The Manila Times

Mafra’s account of Magellan expedition

- FILIPINIAN­A CORNER JORGE MOJARRO

WE must congratula­te ourselves for the good luck that Antonio Pigafetta enjoyed. In an expedition with too many casualties and too few survivors, it was almost a miracle that the chronicler of the expedition was able to arrive at Seville in September 1521 after circumnavi­gating the world through Portuguese waters. Without his account, the reconstruc­tion of numerous details of what happened would have been forgotten forever.

However, the fact that Pigafetta’s account is the most important source should not hide the fact that he also had his biases. Some of them are easy to trace. For example, he was a close friend of Magellan and sincerely lamented his death. Therefore, he only had praises for him. At the same time, he does not mention, even once, the name of Juan Sebastián Elcano, the captain of the Victoria, most probably because he took part in the first mutiny against Magellan before entering the Pacific Ocean. Hiding his name was a deliberate way to deny something very precious that he actually deserved for what he did later: posterity.

Likewise, the undeniable importance of Pigafetta’s account should not make us forget that there were other witnesses’ accounts and sources. Among them, the one written by a simple member of the crew, Ginés de Mafra.

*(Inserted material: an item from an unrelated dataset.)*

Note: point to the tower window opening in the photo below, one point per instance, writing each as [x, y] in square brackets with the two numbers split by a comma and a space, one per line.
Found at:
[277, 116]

He was a native of Jerez de la Frontera, but he was living in Palos de la Frontera (Huelva), a town of renowned pilots, when he joined the expedition led by Magellan. He was a member of La Trinidad, the ship led by Gonzalo Gómez de Espinosa that first attempted — and failed — to cross the Pacific to go back to New Spain. Captured by the Portuguese in the Moluccas Islands, he endured imprisonme­nt in the Banda islands, Malacca, Cochin and Lisbon until he was finally freed at the beginning of 1527 just to discover that his wife, believing he was dead, had remarried and sold all his properties.

Mafra must have loved life at sea. He joined the conqueror Pedro de Alvarado in his expedition to Guatemala in 1531 as a pilot, and later, in 1542, he joined the trans-Pacific expedition led by Ruy López de Villalobos and arrived a second time in the Philippine­s. An anonymous member of that expedition was writing a history of Spanish navigation in the Pacific with the help of previous survivors, who were also taking part in the Villalobos expedition. Mafra, who had written his own account of the Magellan expedition, gave his papers to this unknown chronicler, whose text is now preserved in two manuscript­s: in the British Library (complete) and in the Biblioteca Nacional de España (incomplete).

Mafra’s account was edited the first time in 1920, and his remarks are absolutely striking. He provides a narration from below, from the point of view of a member of the crew, who had to suffer periods of hunger and the authoritar­ianism of Magellan. In fact, Mafra did not lament his death, claiming it was a consequenc­e of his own stupidity and vanity since the expedition had nothing to win from that clash.

Several times, he mentions Magellan’s search for gold, which might reinforce a hypothesis defended by several historians: the Portuguese captain might have thought he was in Japan, an archipelag­o which he knew was located in an undetermin­ed area north of the Moluccas islands.

Regarding the controvers­ial location of Mazaua, he mentions: “The island enjoyed many provisions, and it was wealthy and populated. Magellan rested on the island [of Mazaua], and on the day that they agreed upon, the armada left for the other island. Magellan learned from this Lord of Mazaua that there was a large amount of gold in a province called Butuan, which was in the northern part of the island of Mindanao about fifteen leagues distant from Mazaua and where people came from other parts with various merchandis­e just to trade this [gold].” Fifteen leagues is around 84 kilometers, but let’s not forget he was writing about the events twenty years after they happened.

His opinions regarding the inhabitant­s of the archipelag­o tended to be simple: he liked the people who generously provided food and drinks — natives of Leyte — while he disliked the unsupporti­ve or opposing ones — natives of Cebu. Unlike Pigafetta, he was not too curious about the culture of the islands he was visiting, probably because he was too concerned about his own survival.

Neverthele­ss, I hope this brief reminder of Mafra serves to highlight the necessity to read critically the original sources and to compare the different versions of events before carrying out a sound reconstruc­tion of the past. The accounts of the witnesses of the events must prevail over later elaboratio­ns.